‘Catholics can bring something to the political and economic agenda of America’s limited government movement often considered marginal by many libertarians and viewed as metaphysical day-dreaming by others,” Samuel Gregg writes in his new book, Tea Party Catholic: The Catholic Case for Limited Government, a Free Economy, and Human Flourishing. “This is the rich conception of human flourishing.”
This concept, Gregg writes, is “at the very core of the Church’s robust commitment to religious liberty,” as the Second Vatican Council articulated it in its 1965 declaration on religious freedom, Dignitatis Humanae. It is “quite applicable,” Gregg adds, “to the development of a morally ‘thick’ case for the free economy and limiting the government’s economic role.”
But Gregg’s point doesn’t stop there. The Catholic social teaching he tries to bring to light would not have us satisfied with liberty merely for liberty’s sake.
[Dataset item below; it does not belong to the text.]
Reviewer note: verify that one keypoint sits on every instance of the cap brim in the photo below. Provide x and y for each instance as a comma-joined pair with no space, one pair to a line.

Individual autonomy should have as its end “the excellence rooted in our very nature as the imago Dei: a being called to freely embrace all those goods that make us flourish precisely as a human being rather than embrace mediocrity.”
Gregg talks with National Review Online’s Kathryn Jean Lopez about what Tea Party Catholic is and isn’t, and why it matters.
KATHRYN JEAN LOPEZ: Tell us about the title of the book. Does the Tea Party have anything to do with the Catholic Church?
SAMUEL GREGG: Tea Party Catholic itself has very little to say about the contemporary tea-party movement. But for those Americans who haven’t imbibed Progressivist ideology and who don’t think that the real America began when Franklin Roosevelt was elected president, the expression “tea party” is an especially evocative phrase. It immediately conjures up in people’s minds the American Revolution, the American Founding, and the American experiment in ordered liberty.
Of course it’s true that the American Revolution and Founding weren’t Catholic affairs. Both were primarily shaped by various forms of Protestant Christianity and strands of moderate Enlightenment thought, especially that of Montesquieu. But within this context the title “Tea Party Catholic” seeks to highlight two things.
First, it underscores that Catholics have been involved in the American experiment from the very beginning, most notably in the person of Charles Carroll of Carrollton and his family. If there’s anything I’d like readers to take away from Tea Party Catholic, it’s the profound role played in the American Founding by this devout Catholic layman. Unfortunately the fact that Carroll was the only Catholic signer of the Declaration of Independence and the last signer to depart this world has actually distracted attention from his other contributions. Carroll was a tremendously successful entrepreneur, a sophisticated market-orientated economic thinker, a member of several legislatures, and a serious student of political thought. He was also deeply attached to human liberty, especially economic and religious freedom. It has always struck me as odd that more Catholic Americans don’t know about him.
Second, the title — particularly the subtitle, “The Catholic Case for Limited Government, a Free Economy, and Human Flourishing” — is meant to suggest that Catholics today can play a significant role in deepening the intellectual and moral ballast of the limited-government movement in America. Many people in this movement talk about the idea of human flourishing as the key to such a transformation. That’s great, but some who use this expression often seem unclear about what it means. By bringing the insights of natural law and the Catholic faith to bear on this question, “limited government” or “free enterprise” Catholics can add compelling content to the idea of human flourishing in ways that are attractive to other Americans, not least because these ideas resonate with the tradition of republican virtue the United States was founded on and which was so important to Charles Carroll.